Напрягая силы, Юрка толкал велосипед, который вдруг стал тяжелым и непослушным. Огоньки Ломовки остались слева, позади, справа за жидкими придорожными кустами темнел колхозный виноградник. Он скоро кончится, за ним ячменное поле, потом кукуруза, и только тогда станет виден дом. Еще далеко... Юрка вдруг почувствовал слабость и тошноту, оперся о велосипед и наклонился. Голова закружилась еще больше, его вырвало. Ноги стали ватными, руки, лицо и даже живот вспотели. Велосипед упал на грунтовку, Юрка шагнул в сторону и лег на колючую пропыленную траву обочины. Звезды дрогнули, все разом поплыли в сторону, по кругу. Его опять вырвало, но желудок был уже пустой, Юрка долго сплевывал и никак не мог сплюнуть горькую тягучую слюну. Боясь, что звезды снова поплывут и его снова затошнит, если он будет смотреть вверх, Юрка закрыл глаза. По дороге прогрохотал грузовик. "Если какой-нибудь пройдет по грунтовке, велосипеду хана - доломает", - подумал Юрка, но не пошевелился. Прошел еще грузовик и еще. Каждый раз Юрку обдавало пылью - уже поднимался береговой бриз, пыль несло к грунтовке и дальше, через ячменное поле к морю.

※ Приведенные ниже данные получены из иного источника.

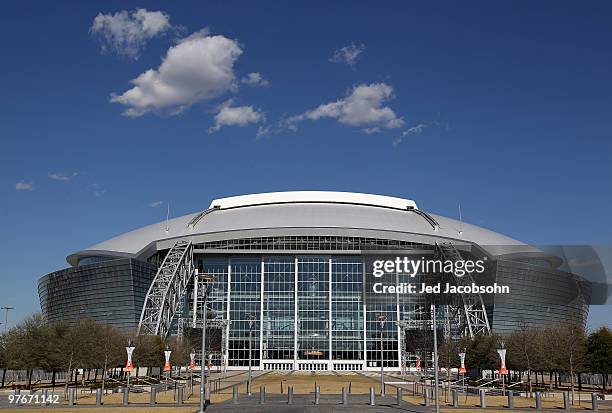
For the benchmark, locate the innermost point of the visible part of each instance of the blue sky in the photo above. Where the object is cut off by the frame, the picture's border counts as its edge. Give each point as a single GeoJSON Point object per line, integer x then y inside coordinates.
{"type": "Point", "coordinates": [505, 109]}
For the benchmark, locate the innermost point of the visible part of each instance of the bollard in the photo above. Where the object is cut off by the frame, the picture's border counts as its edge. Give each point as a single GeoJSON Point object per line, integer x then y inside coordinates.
{"type": "Point", "coordinates": [71, 397]}
{"type": "Point", "coordinates": [153, 400]}
{"type": "Point", "coordinates": [179, 399]}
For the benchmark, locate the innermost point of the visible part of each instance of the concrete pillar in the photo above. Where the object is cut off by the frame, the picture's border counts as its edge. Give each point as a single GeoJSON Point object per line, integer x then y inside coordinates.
{"type": "Point", "coordinates": [153, 399]}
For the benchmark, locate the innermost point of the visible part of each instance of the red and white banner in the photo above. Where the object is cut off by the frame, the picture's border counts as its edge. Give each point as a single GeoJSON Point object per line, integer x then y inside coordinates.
{"type": "Point", "coordinates": [502, 357]}
{"type": "Point", "coordinates": [462, 358]}
{"type": "Point", "coordinates": [129, 366]}
{"type": "Point", "coordinates": [192, 361]}
{"type": "Point", "coordinates": [167, 365]}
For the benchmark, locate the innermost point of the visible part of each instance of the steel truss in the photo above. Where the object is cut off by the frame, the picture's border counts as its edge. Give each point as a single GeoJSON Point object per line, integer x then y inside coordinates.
{"type": "Point", "coordinates": [474, 311]}
{"type": "Point", "coordinates": [166, 292]}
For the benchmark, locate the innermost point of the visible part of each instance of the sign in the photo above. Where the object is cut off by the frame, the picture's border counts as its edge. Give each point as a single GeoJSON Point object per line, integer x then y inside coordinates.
{"type": "Point", "coordinates": [192, 361]}
{"type": "Point", "coordinates": [167, 365]}
{"type": "Point", "coordinates": [129, 366]}
{"type": "Point", "coordinates": [502, 356]}
{"type": "Point", "coordinates": [462, 368]}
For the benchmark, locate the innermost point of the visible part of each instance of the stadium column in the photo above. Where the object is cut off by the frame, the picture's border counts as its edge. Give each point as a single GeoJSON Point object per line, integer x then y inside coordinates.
{"type": "Point", "coordinates": [295, 323]}
{"type": "Point", "coordinates": [330, 365]}
{"type": "Point", "coordinates": [261, 317]}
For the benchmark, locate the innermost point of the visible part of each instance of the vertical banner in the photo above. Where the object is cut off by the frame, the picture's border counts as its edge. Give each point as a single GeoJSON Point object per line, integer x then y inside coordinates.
{"type": "Point", "coordinates": [462, 358]}
{"type": "Point", "coordinates": [167, 365]}
{"type": "Point", "coordinates": [129, 366]}
{"type": "Point", "coordinates": [502, 356]}
{"type": "Point", "coordinates": [192, 361]}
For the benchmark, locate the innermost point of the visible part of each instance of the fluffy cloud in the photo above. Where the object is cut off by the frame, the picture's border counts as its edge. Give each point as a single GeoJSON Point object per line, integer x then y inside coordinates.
{"type": "Point", "coordinates": [198, 68]}
{"type": "Point", "coordinates": [126, 33]}
{"type": "Point", "coordinates": [415, 130]}
{"type": "Point", "coordinates": [236, 116]}
{"type": "Point", "coordinates": [363, 106]}
{"type": "Point", "coordinates": [254, 79]}
{"type": "Point", "coordinates": [348, 54]}
{"type": "Point", "coordinates": [58, 176]}
{"type": "Point", "coordinates": [24, 186]}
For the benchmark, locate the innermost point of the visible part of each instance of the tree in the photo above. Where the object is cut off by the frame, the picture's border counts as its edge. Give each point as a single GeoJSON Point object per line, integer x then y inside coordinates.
{"type": "Point", "coordinates": [599, 353]}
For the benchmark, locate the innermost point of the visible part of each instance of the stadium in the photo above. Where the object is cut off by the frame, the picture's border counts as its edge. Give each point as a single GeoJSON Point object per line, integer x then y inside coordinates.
{"type": "Point", "coordinates": [285, 277]}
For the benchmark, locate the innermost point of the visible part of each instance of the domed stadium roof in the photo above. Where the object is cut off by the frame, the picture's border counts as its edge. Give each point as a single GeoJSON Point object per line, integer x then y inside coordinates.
{"type": "Point", "coordinates": [304, 213]}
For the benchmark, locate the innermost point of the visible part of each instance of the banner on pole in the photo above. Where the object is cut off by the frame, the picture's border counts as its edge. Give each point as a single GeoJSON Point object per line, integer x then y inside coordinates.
{"type": "Point", "coordinates": [167, 364]}
{"type": "Point", "coordinates": [462, 368]}
{"type": "Point", "coordinates": [502, 357]}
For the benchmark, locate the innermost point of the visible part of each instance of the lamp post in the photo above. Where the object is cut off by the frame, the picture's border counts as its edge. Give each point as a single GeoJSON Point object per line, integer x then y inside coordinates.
{"type": "Point", "coordinates": [435, 328]}
{"type": "Point", "coordinates": [251, 318]}
{"type": "Point", "coordinates": [381, 321]}
{"type": "Point", "coordinates": [206, 280]}
{"type": "Point", "coordinates": [129, 366]}
{"type": "Point", "coordinates": [6, 309]}
{"type": "Point", "coordinates": [502, 369]}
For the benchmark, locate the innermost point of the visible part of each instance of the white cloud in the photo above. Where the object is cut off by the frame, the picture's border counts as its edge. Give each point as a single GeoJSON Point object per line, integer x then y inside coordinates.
{"type": "Point", "coordinates": [58, 176]}
{"type": "Point", "coordinates": [200, 67]}
{"type": "Point", "coordinates": [126, 33]}
{"type": "Point", "coordinates": [255, 79]}
{"type": "Point", "coordinates": [415, 130]}
{"type": "Point", "coordinates": [364, 105]}
{"type": "Point", "coordinates": [348, 54]}
{"type": "Point", "coordinates": [24, 186]}
{"type": "Point", "coordinates": [97, 190]}
{"type": "Point", "coordinates": [236, 116]}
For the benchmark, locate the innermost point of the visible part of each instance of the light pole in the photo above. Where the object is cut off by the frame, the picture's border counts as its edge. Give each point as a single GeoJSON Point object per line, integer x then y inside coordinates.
{"type": "Point", "coordinates": [502, 369]}
{"type": "Point", "coordinates": [6, 309]}
{"type": "Point", "coordinates": [251, 318]}
{"type": "Point", "coordinates": [381, 321]}
{"type": "Point", "coordinates": [206, 280]}
{"type": "Point", "coordinates": [435, 328]}
{"type": "Point", "coordinates": [129, 365]}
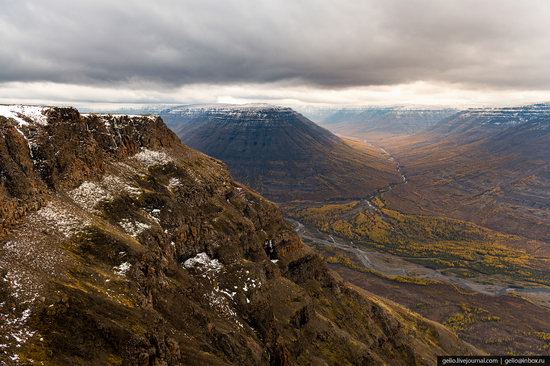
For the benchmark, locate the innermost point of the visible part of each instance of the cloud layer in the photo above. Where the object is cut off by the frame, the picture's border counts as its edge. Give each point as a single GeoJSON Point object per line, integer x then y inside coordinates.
{"type": "Point", "coordinates": [329, 44]}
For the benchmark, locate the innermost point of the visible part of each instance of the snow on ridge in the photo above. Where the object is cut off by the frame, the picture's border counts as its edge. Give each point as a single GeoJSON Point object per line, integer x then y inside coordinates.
{"type": "Point", "coordinates": [121, 115]}
{"type": "Point", "coordinates": [17, 112]}
{"type": "Point", "coordinates": [61, 219]}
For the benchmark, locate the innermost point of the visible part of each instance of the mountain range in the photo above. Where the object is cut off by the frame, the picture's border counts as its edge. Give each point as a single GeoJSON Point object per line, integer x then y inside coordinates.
{"type": "Point", "coordinates": [487, 165]}
{"type": "Point", "coordinates": [120, 245]}
{"type": "Point", "coordinates": [281, 153]}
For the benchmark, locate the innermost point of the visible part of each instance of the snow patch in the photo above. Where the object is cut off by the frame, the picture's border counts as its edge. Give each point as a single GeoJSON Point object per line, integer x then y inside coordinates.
{"type": "Point", "coordinates": [151, 158]}
{"type": "Point", "coordinates": [122, 269]}
{"type": "Point", "coordinates": [18, 112]}
{"type": "Point", "coordinates": [59, 218]}
{"type": "Point", "coordinates": [203, 262]}
{"type": "Point", "coordinates": [89, 194]}
{"type": "Point", "coordinates": [133, 228]}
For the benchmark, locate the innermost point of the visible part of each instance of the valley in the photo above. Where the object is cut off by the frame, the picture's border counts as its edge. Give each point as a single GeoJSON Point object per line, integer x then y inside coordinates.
{"type": "Point", "coordinates": [488, 287]}
{"type": "Point", "coordinates": [402, 238]}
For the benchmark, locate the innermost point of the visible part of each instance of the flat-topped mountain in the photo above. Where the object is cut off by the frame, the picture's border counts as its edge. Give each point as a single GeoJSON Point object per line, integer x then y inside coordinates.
{"type": "Point", "coordinates": [121, 246]}
{"type": "Point", "coordinates": [281, 153]}
{"type": "Point", "coordinates": [378, 122]}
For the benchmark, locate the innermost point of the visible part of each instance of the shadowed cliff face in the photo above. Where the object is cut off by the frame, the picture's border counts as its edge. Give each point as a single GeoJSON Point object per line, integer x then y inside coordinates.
{"type": "Point", "coordinates": [487, 165]}
{"type": "Point", "coordinates": [281, 153]}
{"type": "Point", "coordinates": [119, 245]}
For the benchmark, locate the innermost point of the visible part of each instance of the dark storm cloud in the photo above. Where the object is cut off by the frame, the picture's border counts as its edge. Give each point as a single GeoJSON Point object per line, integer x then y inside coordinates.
{"type": "Point", "coordinates": [498, 43]}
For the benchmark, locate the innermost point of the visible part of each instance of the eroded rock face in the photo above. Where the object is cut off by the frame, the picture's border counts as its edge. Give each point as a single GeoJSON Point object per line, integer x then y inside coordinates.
{"type": "Point", "coordinates": [279, 152]}
{"type": "Point", "coordinates": [122, 246]}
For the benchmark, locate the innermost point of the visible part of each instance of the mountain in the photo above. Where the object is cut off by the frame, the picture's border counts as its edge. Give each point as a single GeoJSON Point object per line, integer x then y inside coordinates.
{"type": "Point", "coordinates": [121, 246]}
{"type": "Point", "coordinates": [487, 165]}
{"type": "Point", "coordinates": [374, 122]}
{"type": "Point", "coordinates": [280, 153]}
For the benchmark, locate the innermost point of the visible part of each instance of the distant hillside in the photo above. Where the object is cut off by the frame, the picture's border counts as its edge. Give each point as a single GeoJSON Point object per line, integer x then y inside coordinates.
{"type": "Point", "coordinates": [121, 246]}
{"type": "Point", "coordinates": [491, 166]}
{"type": "Point", "coordinates": [368, 122]}
{"type": "Point", "coordinates": [281, 153]}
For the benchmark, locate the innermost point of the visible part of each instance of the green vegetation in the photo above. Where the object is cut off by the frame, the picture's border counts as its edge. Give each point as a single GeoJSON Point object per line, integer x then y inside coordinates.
{"type": "Point", "coordinates": [349, 263]}
{"type": "Point", "coordinates": [437, 242]}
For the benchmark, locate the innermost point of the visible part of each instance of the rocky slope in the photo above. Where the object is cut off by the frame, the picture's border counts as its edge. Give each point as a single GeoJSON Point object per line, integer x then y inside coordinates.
{"type": "Point", "coordinates": [490, 166]}
{"type": "Point", "coordinates": [375, 123]}
{"type": "Point", "coordinates": [121, 246]}
{"type": "Point", "coordinates": [281, 153]}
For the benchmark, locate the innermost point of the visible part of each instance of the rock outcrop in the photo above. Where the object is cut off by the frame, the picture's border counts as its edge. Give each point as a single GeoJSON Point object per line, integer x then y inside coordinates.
{"type": "Point", "coordinates": [121, 246]}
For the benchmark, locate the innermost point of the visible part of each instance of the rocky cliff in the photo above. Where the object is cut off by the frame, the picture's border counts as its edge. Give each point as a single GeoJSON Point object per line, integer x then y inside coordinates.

От ветра стало легче. Юрка поднялся, поставил велосипед на колеса и потащил его к дому. Его все еще мутило, но уже не так сильно, только разболелась голова, в ранке дергало и саднило. И хотелось есть. Но как только он подумал про еду, его снова начало тошнить, и он старался о ней больше не думать. Так плохо ему еще никогда не было. Будь ему хоть чуточку лучше, он бы, наверно, заплакал, и стало бы легче, но сейчас он почему-то плакать не мог, и легче не становилось, а только все сильнее и сильнее разгоралась злость. Зачем и за что ему так? Зачем папка поехал в ГрОховку, совсем упился и поломал велосипед, и самому ему хоть бы что, а вот он, Юрка, разбился? И зачем мамка послала его в Гроховку? Будто не знала, что отец его не послушается? А ее он слушается? И почему он, Юрка, должен с разбитой головой тащить этот велосипед, хотя это уже не велосипед, а утиль, чинить его не станут, потому что денег нет, и он будет валяться, пока не превратится в ржавый, ни на что не годный хлам, что валяется у них за оградой. Бросить его, и все, пускай переедет грузовик или подбирает кто хочет...
Но он не бросал, а, сцепив зубы, толкал и толкал велосипед вперед.
У Федора и Нюшки было уже темно, у деда окошко еще светилось, но дверь была заперта. Юрка обогнул дом. Их дверь была распахнута настежь, на крыльцо падал свет лампы. Не успел Юрка прислонить велосипед к крыльцу, как выбежала мать и закричала:
- Где? Где он?
- В Ломовку ушел.
- А ты? Тебя я зачем посылала? - Она увидела разбитый велосипед и закричала еще громче: - Поломал?! Ах ты паршивец! - не размахиваясь, коротко и резко, она ударила его по правой скуле.